Marc Andreessen still pursues a range of seemingly "ungeekish"

interests, including classical music, history, philosophy, the media,

and business. Notable on his shelf are books about the origins of electricity,

railroads and telephones, as well as a variety of trade magazines and

books about business strategy. In spite of a seemingly casual lifestyle,

it would seem that Marc Andreessen continues to apply the bulk of his

energies to the task of out-guessing, out-innovating and out-strategizing

Netscape’s competition.
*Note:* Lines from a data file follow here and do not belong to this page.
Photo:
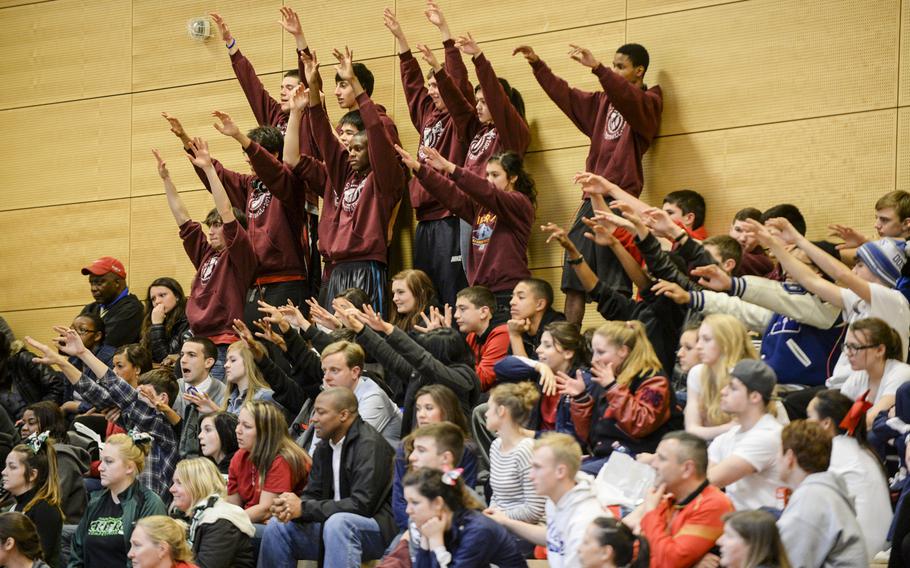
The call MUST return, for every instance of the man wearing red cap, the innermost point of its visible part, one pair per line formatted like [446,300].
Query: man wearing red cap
[120,310]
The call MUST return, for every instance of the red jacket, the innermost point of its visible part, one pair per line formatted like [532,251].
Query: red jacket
[621,122]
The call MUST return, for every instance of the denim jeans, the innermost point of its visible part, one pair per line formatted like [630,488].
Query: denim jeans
[349,540]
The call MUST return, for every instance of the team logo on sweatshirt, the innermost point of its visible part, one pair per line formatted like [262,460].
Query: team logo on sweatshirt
[480,144]
[481,235]
[259,200]
[616,124]
[207,269]
[351,195]
[431,137]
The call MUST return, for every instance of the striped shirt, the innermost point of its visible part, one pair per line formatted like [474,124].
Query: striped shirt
[510,481]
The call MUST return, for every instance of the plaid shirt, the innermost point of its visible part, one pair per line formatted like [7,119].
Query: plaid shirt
[136,412]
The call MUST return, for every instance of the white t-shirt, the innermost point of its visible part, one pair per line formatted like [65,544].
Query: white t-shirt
[867,485]
[887,304]
[896,373]
[759,446]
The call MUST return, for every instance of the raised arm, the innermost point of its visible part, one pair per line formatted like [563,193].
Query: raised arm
[514,133]
[201,159]
[178,209]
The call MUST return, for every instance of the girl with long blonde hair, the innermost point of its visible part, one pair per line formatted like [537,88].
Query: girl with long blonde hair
[722,342]
[629,402]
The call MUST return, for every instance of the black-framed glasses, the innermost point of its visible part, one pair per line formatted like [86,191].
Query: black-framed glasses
[852,348]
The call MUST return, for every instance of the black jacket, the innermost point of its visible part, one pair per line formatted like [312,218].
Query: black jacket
[403,357]
[161,344]
[366,480]
[122,322]
[33,382]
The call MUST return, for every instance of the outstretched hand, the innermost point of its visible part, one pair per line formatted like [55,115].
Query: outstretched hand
[467,45]
[162,165]
[201,157]
[583,56]
[227,127]
[528,52]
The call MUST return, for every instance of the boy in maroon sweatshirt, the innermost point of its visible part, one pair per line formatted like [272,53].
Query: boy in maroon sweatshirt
[225,263]
[621,122]
[436,241]
[277,216]
[365,182]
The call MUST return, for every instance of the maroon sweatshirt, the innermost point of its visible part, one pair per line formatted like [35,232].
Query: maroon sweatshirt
[437,130]
[357,207]
[276,216]
[222,278]
[621,122]
[508,131]
[501,223]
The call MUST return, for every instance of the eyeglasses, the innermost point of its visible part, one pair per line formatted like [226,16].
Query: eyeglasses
[852,348]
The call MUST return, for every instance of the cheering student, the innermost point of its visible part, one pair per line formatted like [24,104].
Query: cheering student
[621,121]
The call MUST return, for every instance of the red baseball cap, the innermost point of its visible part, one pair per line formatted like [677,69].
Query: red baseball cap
[104,265]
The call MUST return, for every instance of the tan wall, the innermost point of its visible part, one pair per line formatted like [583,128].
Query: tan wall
[765,101]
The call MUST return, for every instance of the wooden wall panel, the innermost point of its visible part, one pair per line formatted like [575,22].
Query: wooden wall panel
[155,246]
[905,55]
[45,271]
[832,168]
[550,128]
[40,323]
[641,8]
[193,105]
[77,151]
[903,149]
[333,24]
[507,18]
[64,50]
[756,62]
[165,56]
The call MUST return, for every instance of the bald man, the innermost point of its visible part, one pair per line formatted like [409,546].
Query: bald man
[344,514]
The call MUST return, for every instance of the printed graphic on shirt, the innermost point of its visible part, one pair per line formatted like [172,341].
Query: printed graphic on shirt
[106,526]
[259,201]
[483,230]
[616,124]
[351,194]
[207,269]
[431,137]
[480,144]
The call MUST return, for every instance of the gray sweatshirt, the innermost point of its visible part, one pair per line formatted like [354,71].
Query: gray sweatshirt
[819,526]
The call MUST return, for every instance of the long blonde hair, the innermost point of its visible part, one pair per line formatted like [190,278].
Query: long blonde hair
[735,345]
[255,381]
[641,359]
[162,529]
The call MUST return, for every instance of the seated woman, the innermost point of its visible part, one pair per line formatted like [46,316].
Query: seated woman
[412,297]
[855,461]
[219,532]
[218,439]
[112,512]
[751,539]
[21,545]
[513,492]
[73,460]
[629,402]
[876,358]
[165,327]
[608,544]
[452,531]
[160,542]
[433,404]
[440,356]
[267,463]
[722,342]
[30,476]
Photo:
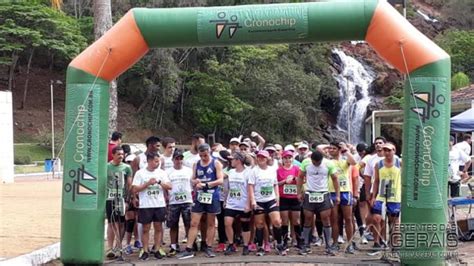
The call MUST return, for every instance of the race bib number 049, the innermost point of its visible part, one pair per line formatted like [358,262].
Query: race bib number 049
[205,198]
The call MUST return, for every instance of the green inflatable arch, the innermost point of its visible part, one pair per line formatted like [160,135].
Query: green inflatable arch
[427,102]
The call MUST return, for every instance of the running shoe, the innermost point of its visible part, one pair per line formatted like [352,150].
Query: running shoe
[220,247]
[230,249]
[186,254]
[267,247]
[245,251]
[144,256]
[340,240]
[128,250]
[252,247]
[209,253]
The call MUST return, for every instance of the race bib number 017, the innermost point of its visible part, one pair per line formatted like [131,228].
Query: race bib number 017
[289,189]
[205,198]
[316,197]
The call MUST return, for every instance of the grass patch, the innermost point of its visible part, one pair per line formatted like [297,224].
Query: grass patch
[26,169]
[35,151]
The results of his thinking will very possibly

continue to be found on our desktops, and on the hubs of the computer

networks that carry the lifeblood of tomorrow’s global society.

SOURCES

Collins, James, "High Stakes Winners; Meet the Get-Incredibly-Rich-Quick

Crowd," Time. February 19, 1996.

Dunlap, Charlotte, "The Top 25 Executives; Marc Andreessen

No. 8," Computer Reseller News. November 13, 1995.

Guthrie, Julian, "The Internet Kid," The

San Francisco Examiner. September 17, 1995.

Holzinger, Albert G., "Netscape Founder Points, and

it Clicks," Nation’s Business. January, 1966.

Markoff, John, "6 Tips on How to Earn $52 Million

by Age 24," The New York Times. August 14, 1995.

Moeller, Michael, "Netscape’s Communication

Corp’s Vice-President of Technology, Marc Andreessen; Interview,"

PC Week. Vol. 12, No. 38, September 25, 1995.

Parets, Robyn Taylor, "Netscape’s Marc Andreessen,"

Investor’s Business Daily. January 16, 1996.

Tetzeli, Rick, "What It’s Really Like to be

Marc Andreessen," Fortune. December 9, 1996.

Wagner, Douglas. "Netscape," Jones Telecommunications

and Multimedia Encyclopedia. Jones International, 1997.

Wagner, Douglas. "Jim Clark," Jones Telecommunications

and Multimedia Encyclopedia. Jones International, 1997.